Jeanne marcha sans effort, appuyée sur le bras de Guillaume ; et Arthur ayant été chercher les chevaux qu’il avait attachés à la porte du château en arrivant, la prit en croupe sur le sien. Ils regagnèrent la route de Boussac, en longeant le vallon de la Petite-Creuse. Guillaume reconnaissait le pays, éclairé par la lune ; mais ils marchaient au pas, le plus lentement possible, sir Arthur craignant de provoquer chez Jeanne quelque crise nerveuse, à la suite de l’ébranlement terrible de sa chute. Ému, triste et tendre, le bon M. Harley n’osait lui adresser la parole que pour lui demander de temps en temps comment elle se trouvait.

— Mais je me trouve bien, répondait Jeanne avec surprise. Pourquoi donc que vous me demandez ça, monsieur Harley ? Je ne suis pas malade.

Jeanne avait perdu la mémoire de toutes ses afflictions. Elle paraissait méditer, et cependant l’action de sa pensée n’était plus qu’un rêve paisible et doux. La nuit était devenue sereine et la lune brillante. Jeanne entendait encore le chant du grillon et de la grenouille verte, comme lorsqu’elle avait marché dans la direction de Toull. Mais elle tournait le dos cette fois au clocher de son village, et elle ne s’en rendait pas compte. Tout flottait devant ses yeux, tout se confondait dans ses souvenirs et dans ses affections : la veillée d’autrefois, dans les prés du Bourbonnais, la rêverie du matin dans la rosée autour du château, ses chèvres d’Ep-Nell, ses vaches de Boussac, le bon curé Alain, la chère demoiselle Marie et jusqu’à sa mère Tula, qui n’était plus morte dans cet heureux songe qu’elle faisait les yeux ouverts. Quelquefois elle penchait sa tête languissante sur l’épaule de sir Arthur ; et sa pudeur craintive ne s’apercevait pas de la présence de cet ami, dont elle sentait vaguement l’influence affectueuse et chaste s’étendre sur elle, à son insu.
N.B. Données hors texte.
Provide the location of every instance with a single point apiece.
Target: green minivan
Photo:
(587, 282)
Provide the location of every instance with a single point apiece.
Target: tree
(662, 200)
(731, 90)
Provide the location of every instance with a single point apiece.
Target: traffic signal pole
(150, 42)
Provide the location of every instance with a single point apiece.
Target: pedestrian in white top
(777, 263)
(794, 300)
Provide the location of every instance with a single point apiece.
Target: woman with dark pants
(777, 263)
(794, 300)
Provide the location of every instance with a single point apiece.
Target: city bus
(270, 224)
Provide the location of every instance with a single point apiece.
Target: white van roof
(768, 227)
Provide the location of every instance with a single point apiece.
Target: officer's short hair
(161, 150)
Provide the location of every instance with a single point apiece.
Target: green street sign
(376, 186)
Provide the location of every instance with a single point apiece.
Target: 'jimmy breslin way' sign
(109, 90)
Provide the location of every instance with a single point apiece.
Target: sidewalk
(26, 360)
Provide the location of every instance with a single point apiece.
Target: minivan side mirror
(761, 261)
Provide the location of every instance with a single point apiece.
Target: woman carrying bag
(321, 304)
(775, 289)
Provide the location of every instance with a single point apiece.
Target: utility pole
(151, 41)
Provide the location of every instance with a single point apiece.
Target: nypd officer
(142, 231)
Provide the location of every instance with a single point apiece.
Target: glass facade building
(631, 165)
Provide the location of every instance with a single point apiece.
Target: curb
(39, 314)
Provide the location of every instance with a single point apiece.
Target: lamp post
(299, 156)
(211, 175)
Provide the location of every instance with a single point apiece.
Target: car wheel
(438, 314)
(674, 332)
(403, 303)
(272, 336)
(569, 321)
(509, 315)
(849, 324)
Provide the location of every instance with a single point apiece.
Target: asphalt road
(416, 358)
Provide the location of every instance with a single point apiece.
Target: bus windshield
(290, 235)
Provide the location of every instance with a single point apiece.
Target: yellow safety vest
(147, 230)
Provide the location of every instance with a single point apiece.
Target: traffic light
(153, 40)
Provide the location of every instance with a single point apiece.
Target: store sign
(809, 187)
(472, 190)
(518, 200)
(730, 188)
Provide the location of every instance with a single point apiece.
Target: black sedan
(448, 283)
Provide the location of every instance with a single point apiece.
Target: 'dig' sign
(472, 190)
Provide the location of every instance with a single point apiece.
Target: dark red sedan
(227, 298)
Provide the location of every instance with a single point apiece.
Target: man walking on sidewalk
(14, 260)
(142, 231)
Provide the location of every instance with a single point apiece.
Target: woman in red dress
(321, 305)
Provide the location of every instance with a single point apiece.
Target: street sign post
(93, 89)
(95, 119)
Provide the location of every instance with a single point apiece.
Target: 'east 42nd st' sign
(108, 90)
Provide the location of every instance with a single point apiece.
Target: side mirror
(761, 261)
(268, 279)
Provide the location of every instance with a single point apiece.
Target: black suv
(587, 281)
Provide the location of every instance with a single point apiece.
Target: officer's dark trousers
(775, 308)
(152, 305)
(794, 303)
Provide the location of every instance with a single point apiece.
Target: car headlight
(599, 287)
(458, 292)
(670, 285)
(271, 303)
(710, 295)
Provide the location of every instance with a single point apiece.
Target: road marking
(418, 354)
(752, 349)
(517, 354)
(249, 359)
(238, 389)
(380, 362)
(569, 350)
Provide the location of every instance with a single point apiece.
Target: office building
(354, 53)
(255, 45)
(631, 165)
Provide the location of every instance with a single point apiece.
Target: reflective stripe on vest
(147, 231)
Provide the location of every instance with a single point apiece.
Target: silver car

Lorsque nos trois jeunes personnages arrivèrent au château de Boussac, il était plus de minuit. La maison était à peu près déserte. Claudie, inquiète et consternée, pleurait seule dans un coin de la cuisine, et Cadet n’était pas là pour prendre les chevaux. Il était monté à cheval lui-même, sur l’ordre de madame de Boussac, pour chercher Guillaume, dont le brusque départ et la longue absence avaient excité les plus vives inquiétudes.

— Votre maman a été sur la route de Toull jusqu’à dix heures du soir pour vous attendre, dit Claudie au jeune baron. Elle ne fait que de rentrer, et mam’selle Marie y est encore avec madame de Charmois.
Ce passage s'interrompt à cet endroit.